I will be going through the process I have been using for recovering an Uninitialized drive. I wanted to check the messages you posted earlier concern your system in Diskpart.
My uninitialized drive does show a Size and Free space the same, which is the full size of the drive. When I list the partitions, it says the drive contains no partitions and if I select partition 1, I get the Virtual Disk Service error: disk is not initialized.
Since you have to wait until tomorrow anyway, maybe we can use Diskpart to check your remaining drive as practice. You seem to have knowledge already, but maybe some details will be important.
So boot to the recovery media and run Diskpart again and do the list disk (lis dis) command. What does the current drive show as far as size and free space, and is there an asterisk under the Gpt section?
If the drive is still showing as no free space, I would be a little worried because it is not good to run a drive without extra space available. But again, if we do this process, I will ask you to remove the second drive so there is no confusion. When you get the OS drive back, make sure the install secures the drive and does not let it move around. The sensor messages may end up being relevant, especially if that sensor had the ability to disable the drive.
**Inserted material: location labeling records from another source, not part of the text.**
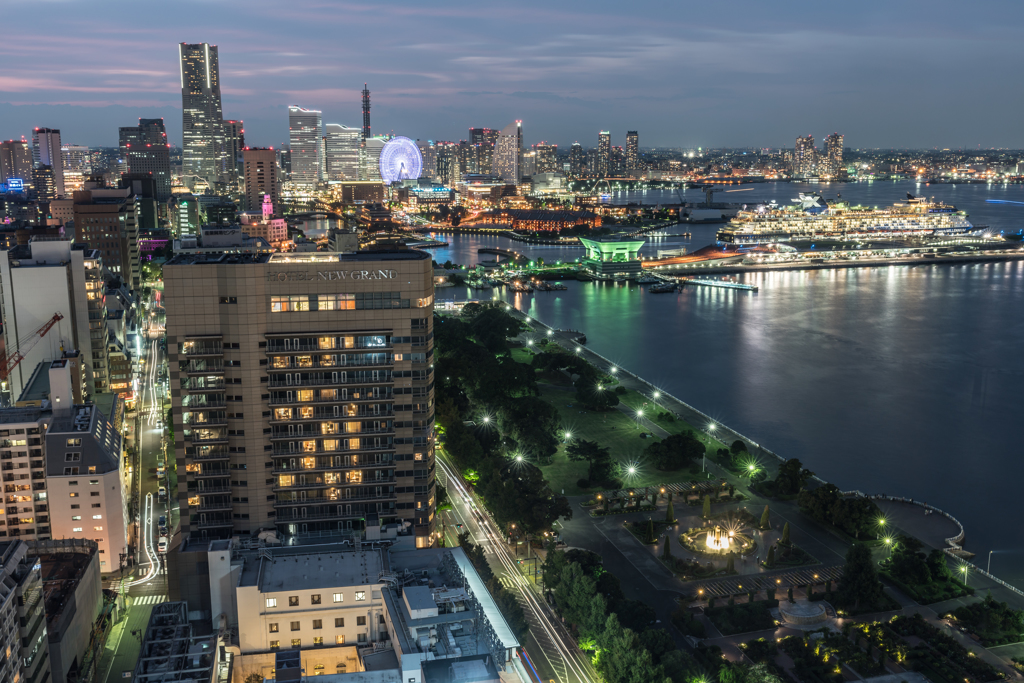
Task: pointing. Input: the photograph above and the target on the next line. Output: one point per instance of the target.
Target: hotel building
(302, 392)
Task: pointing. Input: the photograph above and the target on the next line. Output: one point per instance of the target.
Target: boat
(813, 217)
(664, 288)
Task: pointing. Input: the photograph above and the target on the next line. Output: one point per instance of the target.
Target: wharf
(718, 283)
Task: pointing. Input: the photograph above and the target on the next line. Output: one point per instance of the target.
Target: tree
(598, 459)
(648, 536)
(859, 585)
(792, 477)
(675, 452)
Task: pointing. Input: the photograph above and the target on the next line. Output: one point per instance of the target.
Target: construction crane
(10, 360)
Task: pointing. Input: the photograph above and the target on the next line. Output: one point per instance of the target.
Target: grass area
(744, 617)
(612, 429)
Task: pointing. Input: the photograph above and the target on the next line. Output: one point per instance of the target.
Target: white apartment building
(46, 276)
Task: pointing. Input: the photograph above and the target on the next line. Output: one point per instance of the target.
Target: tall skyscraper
(804, 157)
(632, 150)
(46, 152)
(305, 139)
(15, 161)
(145, 150)
(333, 378)
(202, 116)
(508, 153)
(578, 160)
(448, 163)
(547, 158)
(260, 177)
(834, 155)
(603, 153)
(235, 142)
(366, 113)
(341, 152)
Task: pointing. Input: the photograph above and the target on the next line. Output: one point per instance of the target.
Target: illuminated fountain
(718, 540)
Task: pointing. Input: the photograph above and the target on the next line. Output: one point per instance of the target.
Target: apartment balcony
(325, 414)
(333, 379)
(204, 367)
(350, 396)
(279, 346)
(322, 482)
(278, 452)
(284, 435)
(202, 384)
(204, 520)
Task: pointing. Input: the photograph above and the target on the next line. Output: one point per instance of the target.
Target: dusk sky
(895, 73)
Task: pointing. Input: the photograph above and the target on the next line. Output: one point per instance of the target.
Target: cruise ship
(813, 217)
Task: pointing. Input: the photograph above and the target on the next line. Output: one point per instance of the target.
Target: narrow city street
(145, 584)
(549, 645)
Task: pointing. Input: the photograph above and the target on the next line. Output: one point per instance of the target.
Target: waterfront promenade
(605, 536)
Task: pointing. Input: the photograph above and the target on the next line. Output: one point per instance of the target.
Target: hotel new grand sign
(328, 275)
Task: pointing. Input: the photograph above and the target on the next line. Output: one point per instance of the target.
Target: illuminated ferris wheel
(400, 160)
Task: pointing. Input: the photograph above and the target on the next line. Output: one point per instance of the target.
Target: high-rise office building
(235, 142)
(202, 115)
(370, 158)
(804, 160)
(833, 155)
(448, 163)
(260, 177)
(301, 388)
(305, 139)
(508, 153)
(603, 153)
(46, 152)
(108, 219)
(632, 150)
(145, 151)
(15, 161)
(341, 152)
(578, 160)
(547, 158)
(366, 113)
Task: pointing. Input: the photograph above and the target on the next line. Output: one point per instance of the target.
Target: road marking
(148, 599)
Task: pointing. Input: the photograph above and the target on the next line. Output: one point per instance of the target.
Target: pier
(718, 283)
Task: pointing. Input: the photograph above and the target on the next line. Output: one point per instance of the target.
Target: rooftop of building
(62, 565)
(296, 258)
(298, 568)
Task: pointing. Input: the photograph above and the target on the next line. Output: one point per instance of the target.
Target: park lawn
(612, 429)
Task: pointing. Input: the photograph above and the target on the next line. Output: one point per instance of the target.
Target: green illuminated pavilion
(612, 256)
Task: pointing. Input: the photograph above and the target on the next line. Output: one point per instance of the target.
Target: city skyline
(565, 72)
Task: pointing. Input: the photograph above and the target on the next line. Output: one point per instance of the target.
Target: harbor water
(900, 380)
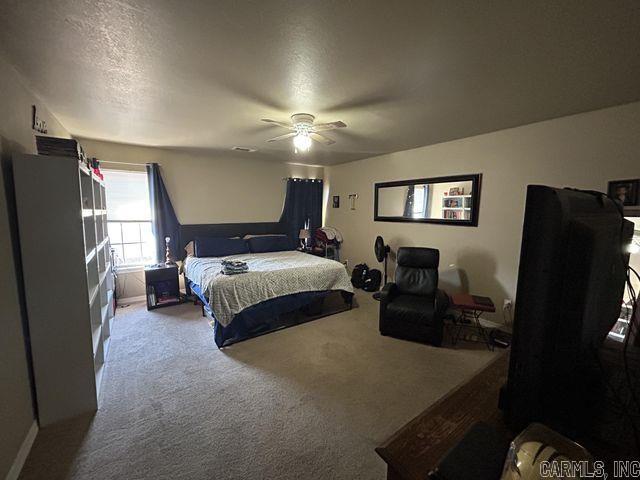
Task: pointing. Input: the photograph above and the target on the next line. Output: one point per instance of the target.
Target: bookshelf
(68, 279)
(457, 207)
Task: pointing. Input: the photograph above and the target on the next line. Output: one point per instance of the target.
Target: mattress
(271, 275)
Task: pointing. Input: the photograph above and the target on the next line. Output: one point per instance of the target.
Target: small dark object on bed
(234, 268)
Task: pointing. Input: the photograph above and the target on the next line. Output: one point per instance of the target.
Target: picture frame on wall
(627, 191)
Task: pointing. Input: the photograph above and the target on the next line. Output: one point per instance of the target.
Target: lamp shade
(304, 233)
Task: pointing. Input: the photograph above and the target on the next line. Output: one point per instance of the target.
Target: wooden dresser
(414, 450)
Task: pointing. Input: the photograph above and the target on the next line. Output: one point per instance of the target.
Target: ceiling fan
(304, 131)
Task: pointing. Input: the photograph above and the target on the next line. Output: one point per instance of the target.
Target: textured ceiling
(201, 74)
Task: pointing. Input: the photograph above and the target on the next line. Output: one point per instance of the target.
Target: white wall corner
(23, 452)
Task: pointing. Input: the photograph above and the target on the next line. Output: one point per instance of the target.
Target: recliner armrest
(386, 296)
(441, 302)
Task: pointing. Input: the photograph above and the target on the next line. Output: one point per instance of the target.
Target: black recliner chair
(413, 307)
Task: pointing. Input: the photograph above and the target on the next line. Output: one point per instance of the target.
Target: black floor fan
(382, 252)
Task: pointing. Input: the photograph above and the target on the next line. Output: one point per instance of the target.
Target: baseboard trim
(140, 298)
(23, 453)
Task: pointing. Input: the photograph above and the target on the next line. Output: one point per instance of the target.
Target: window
(129, 218)
(419, 201)
(621, 328)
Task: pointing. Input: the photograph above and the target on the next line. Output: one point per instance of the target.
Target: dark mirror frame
(476, 182)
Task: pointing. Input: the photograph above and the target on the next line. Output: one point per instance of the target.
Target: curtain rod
(298, 178)
(126, 163)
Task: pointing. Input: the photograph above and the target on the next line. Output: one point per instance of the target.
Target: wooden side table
(471, 307)
(162, 286)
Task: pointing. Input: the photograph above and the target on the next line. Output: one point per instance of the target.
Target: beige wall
(16, 136)
(582, 151)
(206, 188)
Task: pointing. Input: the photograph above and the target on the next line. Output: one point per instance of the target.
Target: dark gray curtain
(302, 204)
(164, 223)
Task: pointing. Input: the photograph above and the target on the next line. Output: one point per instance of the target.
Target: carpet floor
(311, 401)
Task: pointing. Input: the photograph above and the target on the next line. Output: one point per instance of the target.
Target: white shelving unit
(68, 281)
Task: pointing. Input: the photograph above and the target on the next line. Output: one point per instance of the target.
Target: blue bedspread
(264, 317)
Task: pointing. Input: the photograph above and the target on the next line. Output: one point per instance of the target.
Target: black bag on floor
(373, 280)
(359, 275)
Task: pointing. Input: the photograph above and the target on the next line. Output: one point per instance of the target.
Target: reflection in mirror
(446, 200)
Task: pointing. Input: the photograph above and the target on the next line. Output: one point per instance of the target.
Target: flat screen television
(570, 286)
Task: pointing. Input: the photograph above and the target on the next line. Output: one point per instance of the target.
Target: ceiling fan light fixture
(302, 142)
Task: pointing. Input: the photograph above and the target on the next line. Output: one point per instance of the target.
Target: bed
(281, 288)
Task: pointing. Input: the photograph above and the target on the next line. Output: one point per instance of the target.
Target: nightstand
(162, 286)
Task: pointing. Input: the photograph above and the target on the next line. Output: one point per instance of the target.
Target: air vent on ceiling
(244, 149)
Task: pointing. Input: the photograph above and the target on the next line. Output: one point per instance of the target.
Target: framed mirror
(451, 200)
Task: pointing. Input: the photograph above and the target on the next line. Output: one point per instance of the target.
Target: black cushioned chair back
(417, 270)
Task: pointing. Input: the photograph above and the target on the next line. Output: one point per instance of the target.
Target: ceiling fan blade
(321, 138)
(276, 122)
(321, 127)
(282, 137)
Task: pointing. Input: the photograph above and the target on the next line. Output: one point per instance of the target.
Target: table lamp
(305, 233)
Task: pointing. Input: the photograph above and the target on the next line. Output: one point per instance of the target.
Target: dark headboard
(190, 232)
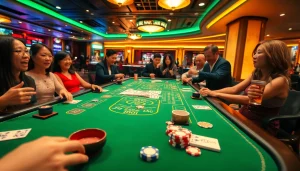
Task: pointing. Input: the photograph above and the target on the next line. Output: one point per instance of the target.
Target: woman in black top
(16, 88)
(106, 71)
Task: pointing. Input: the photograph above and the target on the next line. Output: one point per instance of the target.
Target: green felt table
(128, 129)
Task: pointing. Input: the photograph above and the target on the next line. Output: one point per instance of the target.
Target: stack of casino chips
(171, 129)
(179, 139)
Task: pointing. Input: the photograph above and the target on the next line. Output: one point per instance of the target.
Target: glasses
(22, 52)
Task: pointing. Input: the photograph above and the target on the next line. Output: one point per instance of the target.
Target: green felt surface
(128, 129)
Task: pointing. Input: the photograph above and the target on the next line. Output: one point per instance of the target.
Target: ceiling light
(134, 36)
(201, 4)
(4, 19)
(151, 25)
(121, 2)
(173, 4)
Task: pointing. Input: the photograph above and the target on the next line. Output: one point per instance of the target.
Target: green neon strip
(192, 30)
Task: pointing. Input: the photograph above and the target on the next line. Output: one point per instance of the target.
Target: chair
(92, 77)
(289, 117)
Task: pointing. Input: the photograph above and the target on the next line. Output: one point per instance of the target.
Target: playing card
(205, 142)
(201, 107)
(72, 102)
(15, 134)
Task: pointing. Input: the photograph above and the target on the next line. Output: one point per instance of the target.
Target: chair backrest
(291, 107)
(91, 77)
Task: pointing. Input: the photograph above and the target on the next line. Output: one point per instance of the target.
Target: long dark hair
(171, 64)
(34, 50)
(57, 58)
(278, 57)
(6, 55)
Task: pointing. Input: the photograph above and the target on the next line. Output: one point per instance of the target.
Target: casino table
(128, 129)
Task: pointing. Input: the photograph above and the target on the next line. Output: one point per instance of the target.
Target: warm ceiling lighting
(173, 4)
(121, 2)
(4, 19)
(134, 36)
(201, 4)
(151, 26)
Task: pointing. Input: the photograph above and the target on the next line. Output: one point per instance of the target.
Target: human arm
(46, 154)
(16, 96)
(86, 84)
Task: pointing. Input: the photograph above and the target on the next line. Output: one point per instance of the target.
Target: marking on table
(127, 105)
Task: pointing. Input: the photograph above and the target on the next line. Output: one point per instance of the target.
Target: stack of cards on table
(201, 107)
(15, 134)
(205, 143)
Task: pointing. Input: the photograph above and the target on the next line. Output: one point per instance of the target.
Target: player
(16, 88)
(39, 69)
(44, 154)
(107, 71)
(153, 69)
(65, 74)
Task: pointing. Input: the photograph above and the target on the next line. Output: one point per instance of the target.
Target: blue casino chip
(149, 153)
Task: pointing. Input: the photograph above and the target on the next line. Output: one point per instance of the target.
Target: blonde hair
(278, 58)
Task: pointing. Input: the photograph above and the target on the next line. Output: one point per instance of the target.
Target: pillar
(242, 36)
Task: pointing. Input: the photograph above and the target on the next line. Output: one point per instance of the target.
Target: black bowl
(93, 139)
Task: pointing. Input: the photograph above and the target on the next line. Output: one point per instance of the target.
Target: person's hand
(65, 93)
(94, 87)
(152, 75)
(17, 95)
(186, 80)
(192, 72)
(46, 154)
(255, 91)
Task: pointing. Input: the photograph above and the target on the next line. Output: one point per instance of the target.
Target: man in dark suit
(216, 72)
(153, 69)
(106, 70)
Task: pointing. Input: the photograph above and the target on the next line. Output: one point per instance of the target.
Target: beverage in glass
(261, 85)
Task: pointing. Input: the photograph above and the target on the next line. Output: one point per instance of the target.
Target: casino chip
(140, 107)
(205, 124)
(193, 151)
(169, 123)
(106, 96)
(149, 153)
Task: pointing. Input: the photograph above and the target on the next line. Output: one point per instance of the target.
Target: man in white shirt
(199, 61)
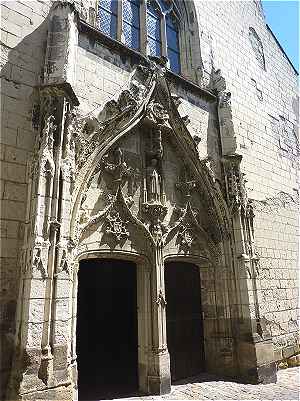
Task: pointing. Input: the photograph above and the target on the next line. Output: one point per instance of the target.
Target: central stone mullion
(159, 379)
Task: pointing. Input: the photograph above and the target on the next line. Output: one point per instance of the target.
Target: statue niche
(153, 182)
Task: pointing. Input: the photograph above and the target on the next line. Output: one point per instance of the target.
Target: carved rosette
(186, 236)
(157, 114)
(116, 226)
(154, 213)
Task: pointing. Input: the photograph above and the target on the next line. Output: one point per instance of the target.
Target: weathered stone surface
(148, 167)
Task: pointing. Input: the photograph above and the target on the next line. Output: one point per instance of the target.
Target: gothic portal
(136, 245)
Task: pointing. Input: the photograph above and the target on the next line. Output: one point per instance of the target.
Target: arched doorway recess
(184, 319)
(107, 328)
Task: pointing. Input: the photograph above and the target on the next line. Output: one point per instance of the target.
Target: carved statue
(153, 182)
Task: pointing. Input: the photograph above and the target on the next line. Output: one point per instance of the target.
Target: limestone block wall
(264, 107)
(23, 36)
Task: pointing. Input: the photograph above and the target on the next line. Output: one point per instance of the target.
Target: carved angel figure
(153, 181)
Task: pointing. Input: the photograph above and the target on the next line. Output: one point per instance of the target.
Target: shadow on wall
(21, 73)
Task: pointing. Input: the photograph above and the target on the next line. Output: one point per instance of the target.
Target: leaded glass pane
(154, 47)
(109, 5)
(132, 36)
(131, 13)
(153, 24)
(107, 23)
(174, 61)
(172, 38)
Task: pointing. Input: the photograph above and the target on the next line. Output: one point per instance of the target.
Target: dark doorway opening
(107, 332)
(184, 320)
We can go over the procedure to recover the drive tomorrow if you want. But as a peek, the process will require booting into the Command Prompt and converting the drive to GPT, then booting the Partition Wizard 8.1.1 bootable home version to recover the partitions. Then we have to boot back into the Command prompt, and create the MSR partition then reset the Partitions for their specific configurations. After that we run Bootrec /rebuildbcd and you should be done.
You asked about booting the Windows Boot Manager. If you get to the Boot Device Menu, you will show a listing for any bootable device. If you are running Secure Boot, it may only show UEFI bootable devices. If you are running to allow both Legacy and UEFI you will see for instance, a Legacy and UEFI version of the Flash drive. You will need to boot Partition Wizard as Legacy, so it will be necessary to have the system set so as to allow it, which probably means CSM enabled and Secure Boot to either Legacy or UEFI. But bioses are set up differently so I cannot give you specific guidance.